Dizia acerca disso o grande São Francisco de Sales: “Devemos abandonar-nos confiantemente ao divino beneplácito, certos de que Deus nada quer ou permite que não seja para o bem espiritual dos que O amam” (Tratado do Amor de Deus, I. 8).




Resultado do concurso “Santo Palavrão”


Como já anunciáramos noutro post, o vencedor do concurso “Santo Palavrão” é o leitor J. S. Matos, da cidade de Tubarão (SC), o primeiro a me enviar uma mensagem, e a quem, portanto, serão postados os livros e DVDs descritos na promoção. E digo vencedor pelo seguinte: ao criar a coisa com o intuito de pôr fim a esta chalaça toda, eu já tinha em mente entregar o prêmio ao primeiro sujeito que mandasse uma mensagem para concursosetimoselo@gmail.com (como aliás está no regulamento), caso do leitor acima, cujo email chegou-me ao endereço eletrônico às 9h15 da última quinta-feira (21/07). Mas por uma espécie de benemerência da comissão julgadora (ou seja: eu mesmo!), estava firmemente decidido eu a mandar os livros e DVDs mesmo no caso de não se comprovar a “santa” chulice. E foi o que sucedeu. [ADENDO: é claro que se as obscenidades fossem de fato comprovadas, de acordo com o que diziam as regras — oh, que tirania terrível cumprir regras externas à consciência individual! —, eu apontaria aqui a coisa sem problema algum].


A propósito, as outras duas pessoas que enviaram mensagens o fizeram (sendo uma delas o Prof. Olavo), respectivamente, às 9h17 e 10h44 do mesmo dia — e um deles ainda mandou, por distração, o texto para o meu email pessoal, e não para a caixa postal acima, conforme prescrevia o regulamento da brincadeira. Mas não por esta distração eu acusaria o participante de ser um mau leitor de textos. São coisas que acontecem.
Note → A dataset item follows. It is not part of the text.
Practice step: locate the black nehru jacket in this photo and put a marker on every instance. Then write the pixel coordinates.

Em síntese, foram apenas três os emails enviados: o do vencedor, às 9h15; outro às 9h17; e um terceiro às 10h44. Todos os três citaram Thomas Morus, mas o vencedor — que o foi por ter sido o primeiro a mandar mensagem, conforme destacou-se acima — mencionou, além de Morus, São Gregório de Nazianzo, numa passagem em que o Santo teria dito o seguinte, durante o Concílio de Constantinopla:


“Vinde todos vós, que cavalgais no vício, escória do gênero humano. Porcos! Vós que vos desafogais, despudorados, arrogantes, alcoolizados, vagabundos, bufões, efeminados, falsos, insolentes, prontos ao perjúrio”.


Bem não há aí obscenidades ou imoralidades, no sentido em que as apontamos anteriormente, mas sim a crítica veemente delas. Quanto a Morus, o item 4 do concurso fazia menção exatamente ao fato de que não valiam santos que receberam a glória dos altares devido ao martírio no final da vida, caso notório de Thomas Morus, que, não obstante o belo exemplo de santidade, foi colocado no Índex dos Livros Proibidos, como mostramos aqui e aqui. Quem lê com atenção o decreto de canonização de Morus (por Pio XI) não tem dúvida de que se trata de um mártir santificado ao final de sua vida, no período em que se pôs frontalmente contra o nefasto Henrique VIII.



Aviso


O Contra Impugnantes entrará em recesso por alguns dias. Entre vários outros motivos, preciso terminar finalmente o trabalho de revisão dos textos de três livros que estão por vir:


Ø A Questão Disputada Sobre a Alma, de Santo Tomás (edição bilíngüe, latim/português);


Ø o Protréptico, de Clemente de Alexandria (edição bilíngüe, grego/português);


Ø e As Heresias de Pedro Abelardo, de São Bernardo (edição bilíngüe, latim/português).


Este último pela pequenina Sétimo Selo, e os dois primeiros pela É Realizações.